This appeared in example (b), Section 8.8 of An Introduction to Probability Theory and Its Applications, Vol 2, by Feller.
Let $F(x)$ be the cumulative distribution function of some random variable.
Assume $1-F(x)$ varies regularly with an exponent $\rho<0$. So $1-F(x)=x^{\rho}L(x)$, where $L(x)>0$ varies slowly, meaning that for any $x>0$: $$\lim_{t\to\infty}\frac {L(tx)}{L(t)}=1.$$
Slowly varying functions have this property that: $$x^{-\epsilon}\leq L(x)\leq x^\epsilon$$ for any fixed $\epsilon>0$ and all $x$ sufficiently large.
The author says it is possible to find an increasing sequence $\{a_n\}$ such that $n(1-F(a_n))$ converges to $1$ as $n\to\infty$. I had some trouble understanding why it is possible.

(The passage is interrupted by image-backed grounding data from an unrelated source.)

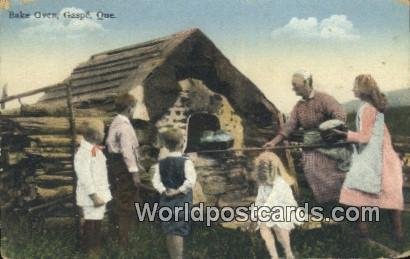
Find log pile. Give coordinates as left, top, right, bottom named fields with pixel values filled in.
left=1, top=133, right=39, bottom=210
left=0, top=113, right=73, bottom=209
left=0, top=128, right=76, bottom=211
left=0, top=107, right=162, bottom=213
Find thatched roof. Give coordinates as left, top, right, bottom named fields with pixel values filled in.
left=39, top=29, right=188, bottom=104
left=38, top=28, right=280, bottom=127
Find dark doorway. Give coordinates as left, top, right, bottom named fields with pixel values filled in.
left=185, top=113, right=220, bottom=152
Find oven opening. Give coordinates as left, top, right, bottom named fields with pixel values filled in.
left=185, top=113, right=233, bottom=153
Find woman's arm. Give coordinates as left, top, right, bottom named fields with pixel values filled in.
left=279, top=106, right=299, bottom=138
left=347, top=105, right=377, bottom=144
left=323, top=94, right=347, bottom=122
left=264, top=107, right=298, bottom=147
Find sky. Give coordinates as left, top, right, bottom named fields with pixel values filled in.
left=0, top=0, right=409, bottom=112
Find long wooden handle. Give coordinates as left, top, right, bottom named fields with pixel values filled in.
left=187, top=142, right=350, bottom=154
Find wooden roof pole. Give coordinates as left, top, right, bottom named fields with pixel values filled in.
left=0, top=83, right=63, bottom=104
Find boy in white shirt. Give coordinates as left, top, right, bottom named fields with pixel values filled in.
left=75, top=120, right=112, bottom=258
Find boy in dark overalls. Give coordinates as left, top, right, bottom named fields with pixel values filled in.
left=152, top=128, right=197, bottom=259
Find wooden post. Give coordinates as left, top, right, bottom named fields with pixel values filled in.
left=1, top=83, right=7, bottom=110
left=65, top=82, right=81, bottom=248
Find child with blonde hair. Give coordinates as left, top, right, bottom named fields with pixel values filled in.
left=252, top=151, right=301, bottom=259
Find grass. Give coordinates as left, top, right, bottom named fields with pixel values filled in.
left=1, top=206, right=409, bottom=259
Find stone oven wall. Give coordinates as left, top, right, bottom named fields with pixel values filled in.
left=155, top=78, right=244, bottom=151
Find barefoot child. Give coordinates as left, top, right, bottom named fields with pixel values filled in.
left=74, top=120, right=112, bottom=257
left=151, top=128, right=197, bottom=259
left=253, top=152, right=301, bottom=259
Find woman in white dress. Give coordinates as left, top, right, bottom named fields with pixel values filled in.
left=253, top=152, right=301, bottom=259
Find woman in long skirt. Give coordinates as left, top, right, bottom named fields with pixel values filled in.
left=336, top=74, right=404, bottom=241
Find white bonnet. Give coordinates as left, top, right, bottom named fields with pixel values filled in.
left=293, top=69, right=312, bottom=81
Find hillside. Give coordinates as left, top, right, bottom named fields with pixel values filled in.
left=343, top=87, right=410, bottom=113
left=347, top=105, right=410, bottom=137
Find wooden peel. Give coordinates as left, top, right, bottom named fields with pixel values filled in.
left=186, top=142, right=351, bottom=155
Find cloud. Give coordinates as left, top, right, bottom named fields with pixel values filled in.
left=271, top=15, right=360, bottom=41
left=22, top=7, right=104, bottom=38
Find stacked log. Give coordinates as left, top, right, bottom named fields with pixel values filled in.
left=6, top=117, right=111, bottom=135
left=0, top=134, right=38, bottom=210
left=0, top=114, right=83, bottom=211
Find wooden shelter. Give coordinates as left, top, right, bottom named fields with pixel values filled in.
left=38, top=28, right=280, bottom=145
left=1, top=28, right=293, bottom=213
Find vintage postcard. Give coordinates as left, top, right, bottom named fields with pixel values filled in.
left=0, top=0, right=409, bottom=258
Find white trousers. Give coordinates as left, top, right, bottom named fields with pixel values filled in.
left=82, top=205, right=107, bottom=220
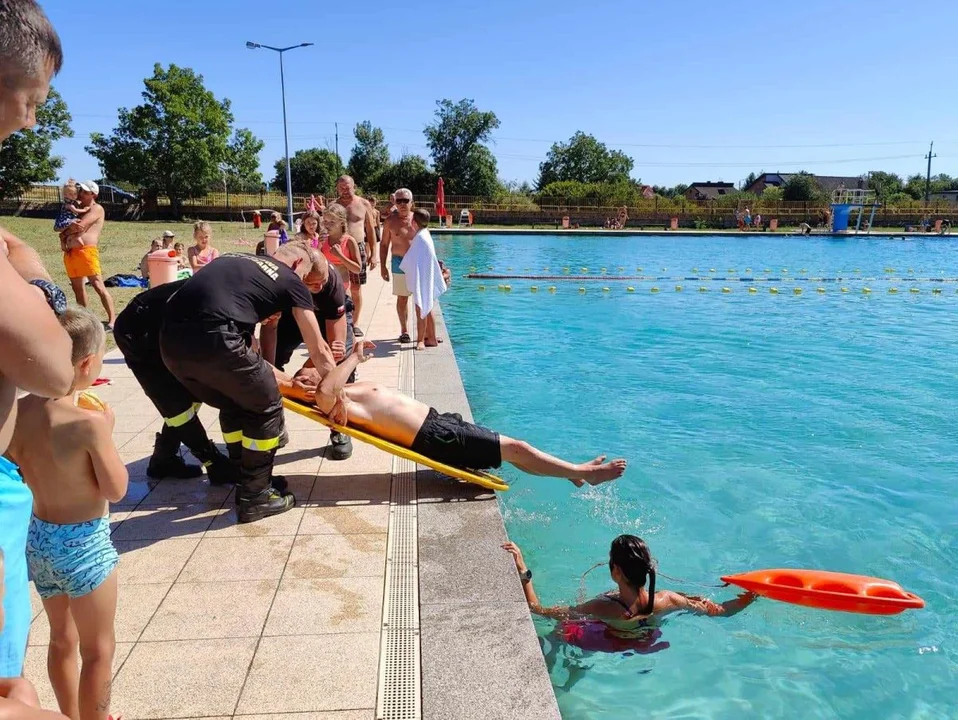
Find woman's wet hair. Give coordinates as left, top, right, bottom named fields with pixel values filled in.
left=609, top=534, right=656, bottom=615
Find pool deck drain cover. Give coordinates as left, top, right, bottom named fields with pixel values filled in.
left=376, top=346, right=422, bottom=720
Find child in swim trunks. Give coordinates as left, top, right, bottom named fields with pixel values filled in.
left=55, top=180, right=91, bottom=252
left=291, top=341, right=627, bottom=486
left=6, top=308, right=127, bottom=720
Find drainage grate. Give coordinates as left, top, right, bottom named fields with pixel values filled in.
left=376, top=349, right=421, bottom=720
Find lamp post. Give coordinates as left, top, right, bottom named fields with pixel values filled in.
left=246, top=40, right=313, bottom=228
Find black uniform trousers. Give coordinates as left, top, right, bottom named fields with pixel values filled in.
left=114, top=303, right=217, bottom=464
left=160, top=320, right=282, bottom=497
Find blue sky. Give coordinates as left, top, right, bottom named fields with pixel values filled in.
left=44, top=0, right=958, bottom=190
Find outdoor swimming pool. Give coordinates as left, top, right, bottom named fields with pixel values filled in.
left=434, top=233, right=957, bottom=719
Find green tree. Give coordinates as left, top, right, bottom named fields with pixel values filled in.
left=423, top=98, right=500, bottom=196
left=272, top=148, right=343, bottom=194
left=376, top=154, right=437, bottom=198
left=87, top=64, right=250, bottom=214
left=782, top=172, right=823, bottom=202
left=741, top=171, right=762, bottom=190
left=0, top=87, right=72, bottom=200
left=652, top=183, right=688, bottom=199
left=865, top=171, right=902, bottom=201
left=760, top=186, right=784, bottom=203
left=537, top=179, right=642, bottom=206
left=536, top=131, right=633, bottom=189
left=223, top=128, right=264, bottom=192
left=347, top=121, right=390, bottom=190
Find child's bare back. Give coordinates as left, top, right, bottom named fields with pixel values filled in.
left=8, top=394, right=121, bottom=524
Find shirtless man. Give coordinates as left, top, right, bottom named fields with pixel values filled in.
left=62, top=182, right=116, bottom=328
left=292, top=341, right=627, bottom=486
left=367, top=195, right=382, bottom=246
left=0, top=0, right=76, bottom=682
left=335, top=175, right=377, bottom=338
left=380, top=188, right=416, bottom=342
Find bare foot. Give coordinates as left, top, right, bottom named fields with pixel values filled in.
left=570, top=456, right=626, bottom=487
left=424, top=337, right=444, bottom=347
left=416, top=341, right=426, bottom=351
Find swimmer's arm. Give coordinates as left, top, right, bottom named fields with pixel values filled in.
left=85, top=413, right=129, bottom=503
left=1, top=225, right=55, bottom=282
left=339, top=236, right=363, bottom=274
left=316, top=349, right=364, bottom=411
left=71, top=204, right=104, bottom=233
left=380, top=223, right=392, bottom=270
left=291, top=306, right=336, bottom=378
left=364, top=206, right=377, bottom=269
left=661, top=591, right=756, bottom=617
left=0, top=697, right=69, bottom=720
left=0, top=254, right=74, bottom=397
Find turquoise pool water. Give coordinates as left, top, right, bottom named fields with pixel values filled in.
left=434, top=233, right=957, bottom=720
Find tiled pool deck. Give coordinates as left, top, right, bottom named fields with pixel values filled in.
left=23, top=273, right=559, bottom=719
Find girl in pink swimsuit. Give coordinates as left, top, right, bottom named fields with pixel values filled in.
left=187, top=221, right=220, bottom=272
left=296, top=210, right=323, bottom=249
left=320, top=203, right=362, bottom=294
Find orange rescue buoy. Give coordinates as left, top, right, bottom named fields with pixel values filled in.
left=720, top=569, right=924, bottom=615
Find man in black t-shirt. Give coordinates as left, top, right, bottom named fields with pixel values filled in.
left=262, top=254, right=355, bottom=460
left=115, top=280, right=233, bottom=484
left=160, top=244, right=339, bottom=523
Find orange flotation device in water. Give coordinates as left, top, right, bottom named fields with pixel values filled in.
left=721, top=569, right=925, bottom=615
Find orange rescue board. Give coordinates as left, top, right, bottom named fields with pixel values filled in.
left=721, top=569, right=925, bottom=615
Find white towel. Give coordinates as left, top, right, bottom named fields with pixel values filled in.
left=399, top=228, right=447, bottom=316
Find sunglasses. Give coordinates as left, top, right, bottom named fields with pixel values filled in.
left=396, top=198, right=411, bottom=204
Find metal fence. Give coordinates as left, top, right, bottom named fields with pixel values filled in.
left=7, top=185, right=958, bottom=218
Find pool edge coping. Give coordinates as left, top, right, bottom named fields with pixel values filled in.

I can see that if I let $a_n$ increase fast (say $a_n=n^{-2/\rho}$), then $n(1-F(a_n))$ converges to $0$. If I let $a_n$ increase slowly (say $a_n=n^{-0.5/\rho}$), then $n(1-F(a_n))$ goes to $+\infty$. Does this mean that it is possible to choose $a_n$ such that $n(1-F(a_n))$ converges to $1$ (or any other positive number)?